In each model, because Price and its interaction term with CRD are endogenous, we adopt the IV estimation approach and use Rent and its interaction term with CRD as instruments. Following previous studies (Afshartous & Preston, 2011; Williams, 2015), we center price, CRD variables, and the instrument (i.e., Rent) by subtracting their means and generate interaction terms based on centered variables, which does not change the meaning of the model but enhances the interpretability of the coefficients. The results from these three regressions are presented in column 1 of Table 4, which shows that the coefficients of Inter_overall and Inter_product are negative and significant, indicating that the negative impact of overall and product rating discrepancy on sales increases with price.

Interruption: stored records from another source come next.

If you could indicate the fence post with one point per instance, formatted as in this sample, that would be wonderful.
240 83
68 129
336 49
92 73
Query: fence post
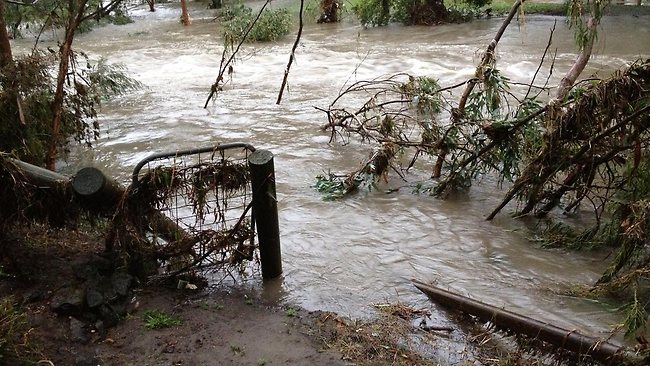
265 211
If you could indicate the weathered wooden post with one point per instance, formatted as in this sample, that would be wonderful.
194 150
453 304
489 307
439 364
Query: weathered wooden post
95 189
265 211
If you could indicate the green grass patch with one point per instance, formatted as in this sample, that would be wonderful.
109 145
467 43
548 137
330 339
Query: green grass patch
156 319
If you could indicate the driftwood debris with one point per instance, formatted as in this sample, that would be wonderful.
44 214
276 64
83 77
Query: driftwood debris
599 349
96 192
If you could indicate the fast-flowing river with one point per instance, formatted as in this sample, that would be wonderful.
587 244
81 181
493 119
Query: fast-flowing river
344 256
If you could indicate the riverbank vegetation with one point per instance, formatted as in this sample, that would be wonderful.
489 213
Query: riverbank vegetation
580 151
586 146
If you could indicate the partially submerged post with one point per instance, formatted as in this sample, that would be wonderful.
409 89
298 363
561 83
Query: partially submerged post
265 211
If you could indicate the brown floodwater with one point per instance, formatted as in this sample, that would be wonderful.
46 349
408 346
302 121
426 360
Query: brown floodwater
344 256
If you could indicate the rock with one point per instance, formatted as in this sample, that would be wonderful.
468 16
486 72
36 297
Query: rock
68 301
79 331
86 360
94 298
121 282
108 315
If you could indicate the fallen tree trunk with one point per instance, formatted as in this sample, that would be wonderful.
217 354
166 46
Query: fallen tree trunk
598 349
96 192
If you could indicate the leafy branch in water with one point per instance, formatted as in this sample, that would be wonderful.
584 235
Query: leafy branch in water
589 145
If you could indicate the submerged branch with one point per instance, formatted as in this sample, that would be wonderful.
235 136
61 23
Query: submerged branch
293 54
226 64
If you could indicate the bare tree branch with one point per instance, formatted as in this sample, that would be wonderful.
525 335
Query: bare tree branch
293 53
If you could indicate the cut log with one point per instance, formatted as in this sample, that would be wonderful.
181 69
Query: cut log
96 192
41 177
571 340
93 188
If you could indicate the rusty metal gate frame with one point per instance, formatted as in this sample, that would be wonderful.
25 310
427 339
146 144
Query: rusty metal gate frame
177 205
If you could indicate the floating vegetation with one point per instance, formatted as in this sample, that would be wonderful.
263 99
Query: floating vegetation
187 216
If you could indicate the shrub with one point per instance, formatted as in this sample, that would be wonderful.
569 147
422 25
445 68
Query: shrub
271 25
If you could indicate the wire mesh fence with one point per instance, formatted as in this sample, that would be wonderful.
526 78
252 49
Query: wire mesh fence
205 197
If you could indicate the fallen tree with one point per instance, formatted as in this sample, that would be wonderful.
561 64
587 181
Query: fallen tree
583 150
598 349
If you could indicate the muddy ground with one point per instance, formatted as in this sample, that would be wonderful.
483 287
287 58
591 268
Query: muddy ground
39 266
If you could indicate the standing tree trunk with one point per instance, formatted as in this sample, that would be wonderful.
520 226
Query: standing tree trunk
185 17
65 52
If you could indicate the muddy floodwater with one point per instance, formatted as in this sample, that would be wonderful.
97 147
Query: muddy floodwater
344 256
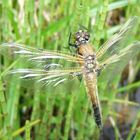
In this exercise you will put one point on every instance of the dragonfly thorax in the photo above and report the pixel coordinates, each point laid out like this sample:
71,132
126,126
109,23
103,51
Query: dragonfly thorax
82,37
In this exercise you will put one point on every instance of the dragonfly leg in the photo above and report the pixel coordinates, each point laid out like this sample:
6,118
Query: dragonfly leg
97,116
71,44
99,70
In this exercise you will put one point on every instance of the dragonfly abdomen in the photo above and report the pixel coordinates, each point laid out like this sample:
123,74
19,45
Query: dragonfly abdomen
91,86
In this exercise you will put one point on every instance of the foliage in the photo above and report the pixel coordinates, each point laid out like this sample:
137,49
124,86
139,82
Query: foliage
29,111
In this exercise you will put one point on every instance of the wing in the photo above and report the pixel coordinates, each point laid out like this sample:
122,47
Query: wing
117,42
53,77
116,63
115,54
52,72
40,55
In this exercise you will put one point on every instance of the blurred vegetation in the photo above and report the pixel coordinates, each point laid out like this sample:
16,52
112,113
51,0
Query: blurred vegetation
29,111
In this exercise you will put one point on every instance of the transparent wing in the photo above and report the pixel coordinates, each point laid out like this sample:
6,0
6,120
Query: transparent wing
46,77
117,42
46,69
39,55
116,63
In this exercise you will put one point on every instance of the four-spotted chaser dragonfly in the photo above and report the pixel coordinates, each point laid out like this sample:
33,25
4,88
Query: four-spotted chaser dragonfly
90,62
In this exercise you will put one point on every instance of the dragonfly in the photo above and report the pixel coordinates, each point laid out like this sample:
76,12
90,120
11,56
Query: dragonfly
89,63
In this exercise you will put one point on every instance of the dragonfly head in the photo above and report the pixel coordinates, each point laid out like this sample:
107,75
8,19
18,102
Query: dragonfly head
81,37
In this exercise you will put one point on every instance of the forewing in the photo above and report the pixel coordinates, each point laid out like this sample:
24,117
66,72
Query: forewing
46,77
117,42
46,70
40,55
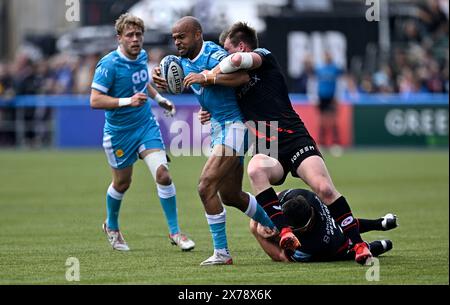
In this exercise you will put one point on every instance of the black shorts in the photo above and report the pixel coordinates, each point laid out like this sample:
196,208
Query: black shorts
327,105
293,153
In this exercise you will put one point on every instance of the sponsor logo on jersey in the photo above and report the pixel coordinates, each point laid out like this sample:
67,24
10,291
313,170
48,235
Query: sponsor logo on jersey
119,153
347,221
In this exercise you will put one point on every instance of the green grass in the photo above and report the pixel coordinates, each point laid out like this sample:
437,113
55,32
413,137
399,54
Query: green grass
52,206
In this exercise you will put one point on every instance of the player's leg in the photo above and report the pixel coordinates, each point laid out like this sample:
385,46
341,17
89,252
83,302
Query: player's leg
269,246
216,168
114,196
231,194
379,247
385,223
313,171
156,161
265,171
120,152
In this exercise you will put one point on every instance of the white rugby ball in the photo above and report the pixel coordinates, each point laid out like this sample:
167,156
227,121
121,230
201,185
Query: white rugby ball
172,72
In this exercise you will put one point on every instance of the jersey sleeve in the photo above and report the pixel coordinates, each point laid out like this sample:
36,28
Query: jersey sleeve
104,76
216,57
265,54
298,256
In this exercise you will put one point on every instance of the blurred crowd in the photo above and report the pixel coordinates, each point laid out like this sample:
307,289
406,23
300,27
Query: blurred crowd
417,63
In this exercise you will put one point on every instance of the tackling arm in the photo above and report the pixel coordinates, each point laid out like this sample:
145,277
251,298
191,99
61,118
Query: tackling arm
163,102
100,100
239,61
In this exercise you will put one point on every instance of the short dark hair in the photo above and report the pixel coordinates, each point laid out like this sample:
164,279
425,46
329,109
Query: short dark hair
241,31
297,211
223,36
126,20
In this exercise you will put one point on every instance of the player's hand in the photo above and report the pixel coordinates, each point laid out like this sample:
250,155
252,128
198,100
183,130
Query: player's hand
169,108
204,116
194,78
138,99
157,79
266,232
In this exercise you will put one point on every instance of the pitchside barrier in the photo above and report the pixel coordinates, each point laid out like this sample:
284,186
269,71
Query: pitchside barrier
364,120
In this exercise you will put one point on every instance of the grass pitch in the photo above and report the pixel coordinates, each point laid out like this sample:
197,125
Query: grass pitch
52,205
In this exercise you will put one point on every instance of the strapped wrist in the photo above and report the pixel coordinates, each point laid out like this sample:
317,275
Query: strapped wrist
159,98
124,101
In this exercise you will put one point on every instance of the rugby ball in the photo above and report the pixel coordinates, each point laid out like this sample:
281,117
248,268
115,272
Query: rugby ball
172,72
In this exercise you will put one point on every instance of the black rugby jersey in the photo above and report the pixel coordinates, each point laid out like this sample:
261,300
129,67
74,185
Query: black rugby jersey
265,98
325,240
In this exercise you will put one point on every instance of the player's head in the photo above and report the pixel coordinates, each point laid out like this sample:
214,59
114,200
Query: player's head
299,213
130,34
187,35
240,38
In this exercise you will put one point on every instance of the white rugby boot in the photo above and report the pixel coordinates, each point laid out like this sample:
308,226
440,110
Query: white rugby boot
389,222
115,238
218,258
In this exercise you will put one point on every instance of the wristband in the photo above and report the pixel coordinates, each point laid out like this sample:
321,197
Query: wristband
158,98
124,101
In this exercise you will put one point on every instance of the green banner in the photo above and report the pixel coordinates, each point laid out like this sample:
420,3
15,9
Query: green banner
401,125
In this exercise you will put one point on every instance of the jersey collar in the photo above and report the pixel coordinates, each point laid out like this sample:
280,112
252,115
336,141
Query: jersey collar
126,58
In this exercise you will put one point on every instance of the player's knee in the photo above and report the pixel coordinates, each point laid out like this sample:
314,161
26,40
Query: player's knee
325,191
230,199
205,189
256,173
163,176
122,185
253,227
236,60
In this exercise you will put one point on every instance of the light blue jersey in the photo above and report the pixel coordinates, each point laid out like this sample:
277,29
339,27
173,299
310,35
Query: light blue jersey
220,101
118,76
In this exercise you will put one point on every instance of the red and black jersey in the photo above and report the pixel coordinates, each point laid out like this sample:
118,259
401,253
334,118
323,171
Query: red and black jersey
265,98
325,240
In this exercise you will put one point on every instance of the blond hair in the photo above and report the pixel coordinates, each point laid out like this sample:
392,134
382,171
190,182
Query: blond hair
126,20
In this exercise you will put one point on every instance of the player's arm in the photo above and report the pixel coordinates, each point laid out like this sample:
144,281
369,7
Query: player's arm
238,61
269,245
207,78
100,100
159,81
162,101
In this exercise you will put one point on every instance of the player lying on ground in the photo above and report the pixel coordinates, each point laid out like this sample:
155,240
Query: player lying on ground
265,97
320,238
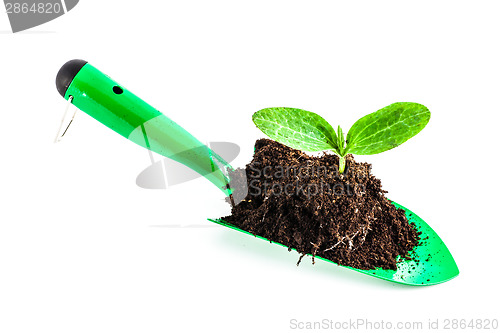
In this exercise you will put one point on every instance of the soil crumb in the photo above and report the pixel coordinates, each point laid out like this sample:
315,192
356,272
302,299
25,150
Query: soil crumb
302,202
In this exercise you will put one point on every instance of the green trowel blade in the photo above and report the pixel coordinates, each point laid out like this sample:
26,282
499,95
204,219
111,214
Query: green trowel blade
431,262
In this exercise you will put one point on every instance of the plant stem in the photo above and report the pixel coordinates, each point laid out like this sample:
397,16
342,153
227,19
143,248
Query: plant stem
341,164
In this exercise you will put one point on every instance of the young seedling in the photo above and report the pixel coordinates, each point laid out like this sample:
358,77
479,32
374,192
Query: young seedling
374,133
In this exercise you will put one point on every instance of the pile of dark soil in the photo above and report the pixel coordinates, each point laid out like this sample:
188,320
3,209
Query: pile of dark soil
302,202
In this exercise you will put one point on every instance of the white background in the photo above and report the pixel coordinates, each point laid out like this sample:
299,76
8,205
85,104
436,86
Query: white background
83,249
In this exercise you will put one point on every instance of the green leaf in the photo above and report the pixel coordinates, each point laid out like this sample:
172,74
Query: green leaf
296,128
341,141
386,128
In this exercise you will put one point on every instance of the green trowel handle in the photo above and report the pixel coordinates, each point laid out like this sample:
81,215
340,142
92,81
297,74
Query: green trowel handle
110,103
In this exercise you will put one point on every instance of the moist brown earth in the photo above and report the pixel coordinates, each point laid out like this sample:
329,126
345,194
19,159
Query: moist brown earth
302,202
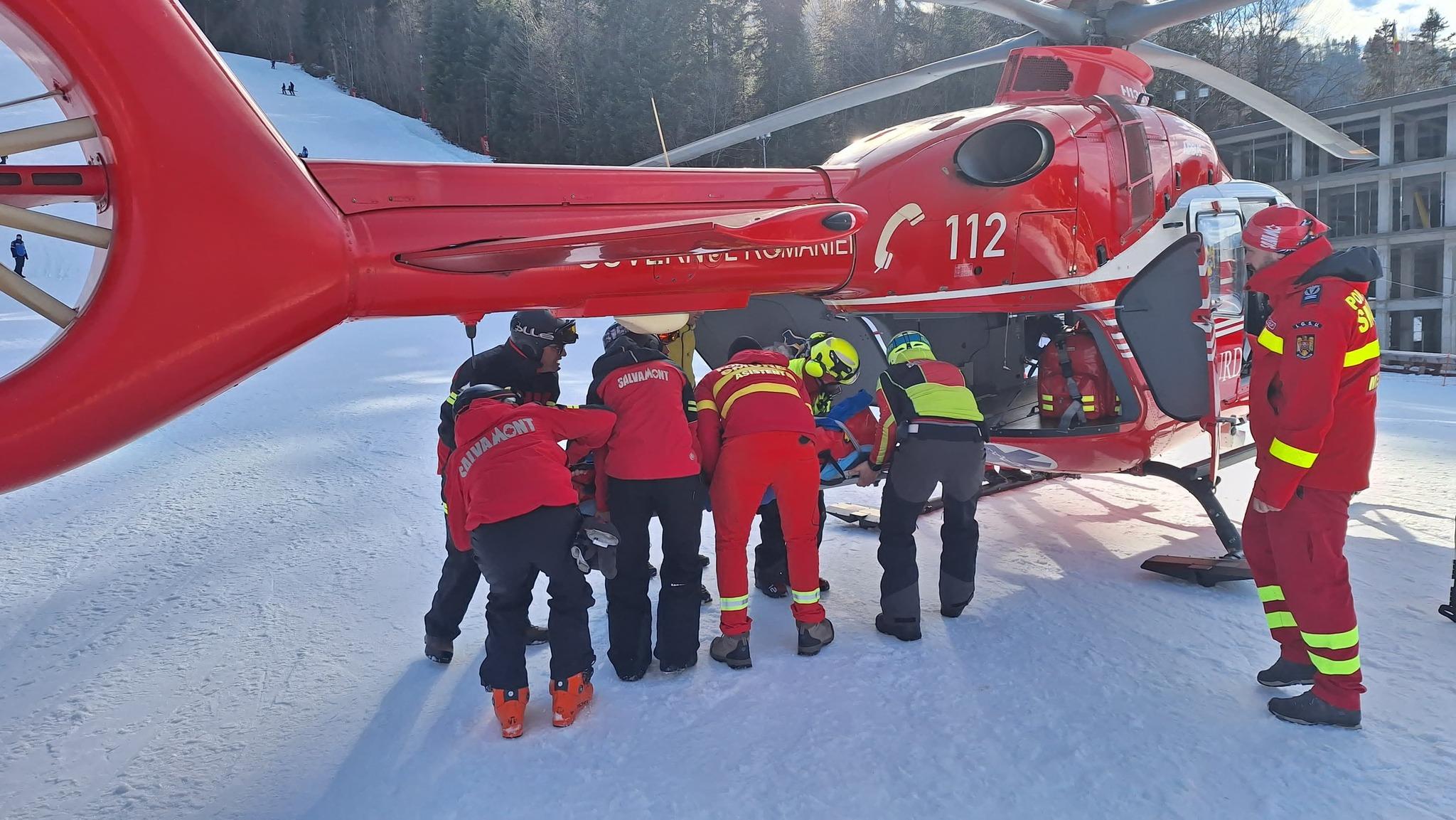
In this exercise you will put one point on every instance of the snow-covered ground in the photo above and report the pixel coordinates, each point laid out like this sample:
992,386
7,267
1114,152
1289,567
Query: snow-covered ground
223,619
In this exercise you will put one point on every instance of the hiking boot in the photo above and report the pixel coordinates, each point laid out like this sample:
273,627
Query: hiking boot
732,650
510,710
568,698
1308,710
1288,673
814,637
903,628
439,650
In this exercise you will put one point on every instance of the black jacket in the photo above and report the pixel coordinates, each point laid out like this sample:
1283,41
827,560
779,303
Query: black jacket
505,368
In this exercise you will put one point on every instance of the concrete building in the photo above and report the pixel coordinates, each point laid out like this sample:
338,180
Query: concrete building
1404,204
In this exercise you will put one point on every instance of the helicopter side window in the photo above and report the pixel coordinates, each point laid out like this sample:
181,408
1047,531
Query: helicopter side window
1224,260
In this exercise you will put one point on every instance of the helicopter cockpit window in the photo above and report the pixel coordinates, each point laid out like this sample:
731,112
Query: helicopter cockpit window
1005,154
1224,260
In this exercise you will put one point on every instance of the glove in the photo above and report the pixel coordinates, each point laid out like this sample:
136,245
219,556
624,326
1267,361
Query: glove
596,547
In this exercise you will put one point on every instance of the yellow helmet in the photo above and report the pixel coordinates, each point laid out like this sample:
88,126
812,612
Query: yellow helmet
833,357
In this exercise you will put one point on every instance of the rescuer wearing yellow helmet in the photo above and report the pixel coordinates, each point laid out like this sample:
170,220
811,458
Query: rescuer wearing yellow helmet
933,432
825,363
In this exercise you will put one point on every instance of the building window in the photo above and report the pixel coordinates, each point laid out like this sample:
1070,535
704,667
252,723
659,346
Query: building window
1366,133
1418,331
1314,159
1349,211
1418,203
1420,134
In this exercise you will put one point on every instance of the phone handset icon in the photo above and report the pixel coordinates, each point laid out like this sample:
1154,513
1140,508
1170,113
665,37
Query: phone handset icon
911,213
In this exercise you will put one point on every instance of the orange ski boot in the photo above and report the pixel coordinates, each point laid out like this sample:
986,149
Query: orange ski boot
510,710
568,698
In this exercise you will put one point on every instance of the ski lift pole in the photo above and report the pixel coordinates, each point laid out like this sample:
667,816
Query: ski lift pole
660,136
1449,609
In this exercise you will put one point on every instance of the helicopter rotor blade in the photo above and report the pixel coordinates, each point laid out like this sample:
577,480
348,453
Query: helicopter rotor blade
1248,94
842,100
1129,23
1062,25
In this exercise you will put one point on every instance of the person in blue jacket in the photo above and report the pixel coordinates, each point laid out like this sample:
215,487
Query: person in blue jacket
19,254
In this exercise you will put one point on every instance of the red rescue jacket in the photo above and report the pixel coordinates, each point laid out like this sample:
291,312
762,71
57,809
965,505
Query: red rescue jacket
754,392
1315,371
654,436
510,462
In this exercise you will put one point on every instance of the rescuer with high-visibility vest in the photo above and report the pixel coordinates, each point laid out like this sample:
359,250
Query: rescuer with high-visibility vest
826,365
1317,363
680,346
754,433
931,432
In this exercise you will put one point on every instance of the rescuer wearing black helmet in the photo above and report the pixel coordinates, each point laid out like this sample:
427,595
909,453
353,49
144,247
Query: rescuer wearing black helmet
526,363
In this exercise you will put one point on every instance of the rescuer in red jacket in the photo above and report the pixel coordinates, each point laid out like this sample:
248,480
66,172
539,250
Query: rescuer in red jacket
650,468
511,501
1317,363
754,432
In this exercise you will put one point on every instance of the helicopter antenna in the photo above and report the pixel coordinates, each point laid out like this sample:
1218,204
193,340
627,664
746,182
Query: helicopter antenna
660,136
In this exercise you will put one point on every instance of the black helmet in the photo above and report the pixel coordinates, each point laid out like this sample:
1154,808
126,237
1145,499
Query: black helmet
618,332
533,331
742,344
486,392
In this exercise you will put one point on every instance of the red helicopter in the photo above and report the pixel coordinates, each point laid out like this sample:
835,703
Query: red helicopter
1068,201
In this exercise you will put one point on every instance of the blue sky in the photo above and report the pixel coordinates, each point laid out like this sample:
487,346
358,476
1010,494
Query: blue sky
1359,18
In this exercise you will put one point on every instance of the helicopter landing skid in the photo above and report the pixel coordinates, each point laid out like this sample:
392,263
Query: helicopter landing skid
1204,571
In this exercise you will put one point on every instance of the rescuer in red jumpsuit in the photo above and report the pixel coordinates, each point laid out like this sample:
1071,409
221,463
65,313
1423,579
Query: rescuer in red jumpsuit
1317,363
754,432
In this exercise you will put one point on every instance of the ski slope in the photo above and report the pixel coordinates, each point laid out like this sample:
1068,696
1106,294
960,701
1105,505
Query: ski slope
223,619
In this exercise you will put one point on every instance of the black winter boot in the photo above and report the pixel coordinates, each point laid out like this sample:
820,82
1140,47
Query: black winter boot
1308,710
1288,673
903,628
732,650
439,650
775,589
814,637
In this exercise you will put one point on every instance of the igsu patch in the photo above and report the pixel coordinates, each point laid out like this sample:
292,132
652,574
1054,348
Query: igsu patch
1305,346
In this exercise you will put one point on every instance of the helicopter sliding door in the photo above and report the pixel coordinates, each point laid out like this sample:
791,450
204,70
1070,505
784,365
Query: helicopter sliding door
1158,312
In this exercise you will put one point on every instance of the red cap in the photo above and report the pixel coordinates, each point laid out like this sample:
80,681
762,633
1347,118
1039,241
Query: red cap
1283,229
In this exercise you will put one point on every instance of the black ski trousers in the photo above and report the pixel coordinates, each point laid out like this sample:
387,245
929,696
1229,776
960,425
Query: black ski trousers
459,575
918,467
510,554
771,558
678,504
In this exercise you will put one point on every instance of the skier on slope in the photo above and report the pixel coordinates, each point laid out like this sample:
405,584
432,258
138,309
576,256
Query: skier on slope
19,254
511,499
932,429
754,433
526,363
650,468
1317,363
826,365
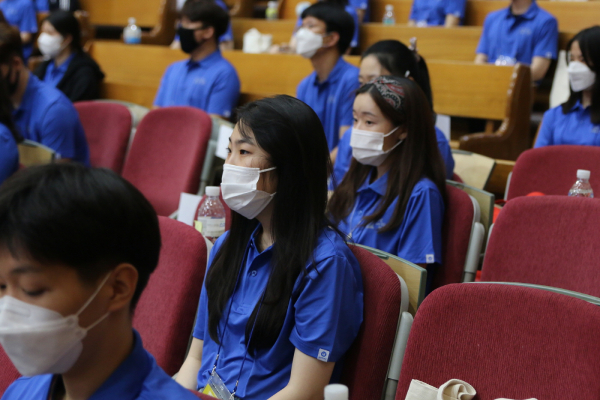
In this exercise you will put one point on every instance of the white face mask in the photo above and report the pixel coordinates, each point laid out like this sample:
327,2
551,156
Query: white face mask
41,341
367,146
50,45
581,76
308,42
238,186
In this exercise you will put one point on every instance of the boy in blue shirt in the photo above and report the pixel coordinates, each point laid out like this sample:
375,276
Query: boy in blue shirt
41,112
77,247
206,81
324,37
522,33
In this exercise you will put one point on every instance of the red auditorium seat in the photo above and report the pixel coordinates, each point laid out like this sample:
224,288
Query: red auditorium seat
107,128
367,360
165,314
167,155
552,170
548,240
506,341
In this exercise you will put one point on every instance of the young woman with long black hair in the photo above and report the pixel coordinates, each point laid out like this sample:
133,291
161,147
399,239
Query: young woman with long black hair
282,299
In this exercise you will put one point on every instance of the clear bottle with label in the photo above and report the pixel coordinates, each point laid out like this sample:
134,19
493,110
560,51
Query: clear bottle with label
210,218
582,187
132,34
389,18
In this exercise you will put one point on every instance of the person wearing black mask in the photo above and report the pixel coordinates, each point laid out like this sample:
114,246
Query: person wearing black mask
206,81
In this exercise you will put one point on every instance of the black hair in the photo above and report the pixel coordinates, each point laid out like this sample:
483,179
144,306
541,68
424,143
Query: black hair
87,219
66,24
589,42
290,132
336,19
209,13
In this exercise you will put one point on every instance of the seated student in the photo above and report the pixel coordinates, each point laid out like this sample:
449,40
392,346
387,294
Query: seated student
523,33
68,67
577,121
206,80
391,57
446,13
71,273
42,113
21,14
392,198
282,261
324,37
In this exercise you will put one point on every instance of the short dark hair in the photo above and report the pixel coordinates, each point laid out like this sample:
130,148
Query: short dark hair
88,219
336,20
66,24
209,13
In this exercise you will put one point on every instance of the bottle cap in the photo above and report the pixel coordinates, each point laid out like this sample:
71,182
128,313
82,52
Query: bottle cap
336,392
213,191
583,174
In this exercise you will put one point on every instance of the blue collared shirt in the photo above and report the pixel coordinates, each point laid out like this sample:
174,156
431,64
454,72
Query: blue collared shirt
434,12
21,14
55,74
211,84
574,127
138,377
9,155
331,99
48,117
344,156
519,38
322,320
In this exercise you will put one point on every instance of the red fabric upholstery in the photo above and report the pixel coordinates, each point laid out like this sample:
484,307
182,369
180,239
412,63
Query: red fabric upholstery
165,314
8,372
549,240
507,341
367,360
456,232
552,170
167,155
107,128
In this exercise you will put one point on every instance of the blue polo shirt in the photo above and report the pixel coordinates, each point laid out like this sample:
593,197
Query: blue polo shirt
211,84
433,12
519,38
331,99
47,116
344,156
21,14
574,127
138,377
55,74
323,318
9,154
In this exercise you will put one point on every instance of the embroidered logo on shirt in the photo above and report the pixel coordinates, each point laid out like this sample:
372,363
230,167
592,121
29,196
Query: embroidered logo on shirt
323,355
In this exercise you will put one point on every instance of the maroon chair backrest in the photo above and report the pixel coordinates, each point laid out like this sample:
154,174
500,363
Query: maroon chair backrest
8,372
552,170
165,314
366,362
546,240
506,341
456,232
107,128
167,154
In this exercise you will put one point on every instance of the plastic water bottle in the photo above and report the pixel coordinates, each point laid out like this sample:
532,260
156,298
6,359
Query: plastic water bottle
210,219
582,187
389,18
132,34
336,392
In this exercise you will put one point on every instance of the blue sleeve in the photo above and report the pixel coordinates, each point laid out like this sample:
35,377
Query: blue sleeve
421,235
329,309
547,40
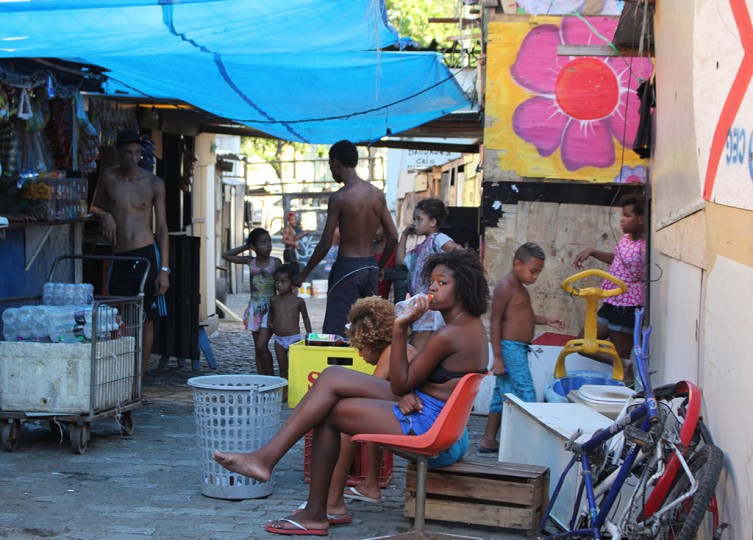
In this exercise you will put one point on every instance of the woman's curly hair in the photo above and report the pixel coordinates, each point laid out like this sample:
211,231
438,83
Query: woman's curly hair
471,287
434,208
371,320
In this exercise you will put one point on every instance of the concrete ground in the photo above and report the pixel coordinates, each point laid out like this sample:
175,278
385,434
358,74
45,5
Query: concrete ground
147,485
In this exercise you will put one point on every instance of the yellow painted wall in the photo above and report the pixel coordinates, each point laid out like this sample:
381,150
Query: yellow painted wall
555,116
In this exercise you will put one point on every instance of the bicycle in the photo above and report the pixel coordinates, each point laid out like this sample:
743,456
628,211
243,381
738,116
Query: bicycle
659,446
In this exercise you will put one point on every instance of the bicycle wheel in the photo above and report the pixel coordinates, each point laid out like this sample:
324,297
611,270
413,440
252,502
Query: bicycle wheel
682,523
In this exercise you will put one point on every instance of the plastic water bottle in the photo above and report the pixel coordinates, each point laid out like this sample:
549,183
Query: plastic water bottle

TABLE 4. Impact of CRD on online demand: the moderating effect of price
  (1) (2) (3)
  Interaction effect High price Low price
Overall
Diff_rating_overall −1.364 −0.578 −0.551
(0.290) (0.046) (0.038)
Rating_overall 1.028 0.376 0.804
(0.238) (0.049) (0.045)
Inter_overall −0.040
  (0.023)
Product
Diff_rating_product −1.669 −1.105 −0.701
(0.372) (0.066) (0.059)
Rating_product 1.397 0.679 0.879
(0.333) (0.064) (0.060)
Inter_product −0.036
  (0.016)
Service
Diff_rating_service −1.506 −0.839 −0.578
(0.427) (0.064) (0.059)
Rating_service 1.722 0.811 0.916
(0.473) (0.071) (0.066)
Inter_service −0.020
  (0.018)
  • Note. Numbers in parentheses are standard errors. Control variables in column 1 include Price, Tenure, Competition, GDPPC, and Population, as well as cuisine category fixed effects. Column 1 is estimated by the IV estimation approach with Rent and its interaction term with CRD as instruments. Control variables in columns 2 and 3 are the same as in column 1 except for Price, which is not included in columns 2 and 3 because it is used as the classification criterion. The results of control variables are omitted because of space limitations.
  • *p < 0.1.
  • **p < 0.05.
  • ***p < 0.01.

In addition, to provide more evidence that the impact of CRD increases with price, we adopt an additional strategy described in Stock and Watson (2007) by splitting our sample based on Price, which also reflects whether consumers still care about CRD when they order lower-priced meals. Specifically, if the average price at the restaurant is higher than the sample average of 68 RMB (i.e., around $10), we define the restaurant as higher-priced; otherwise, it is considered a lower-priced restaurant. The estimation results of the higher-priced group and the lower-priced group are presented in columns 2 and 3, respectively, in Table 4. We further observe that, even for lower-priced restaurants, CRD in all three attributes (i.e., Diff_rating_overall, Diff_rating_product, and Diff_rating_service) continue to have a significantly negative impact on online demand. To test whether the coefficients of CRD are statistically different between lower-priced restaurants and higher-priced restaurants, referring to previous studies (e.g., Mize, Doan, & Long, 2019; Weesie, 1999), we adopt a cross-model Wald test that computes the cross-model covariance. The null hypotheses that the coefficients of CRD in product and service are the same between the two subgroups are rejected (p < 0.01), indicating that the negative impact of CRD in product and service is larger in higher-priced restaurants.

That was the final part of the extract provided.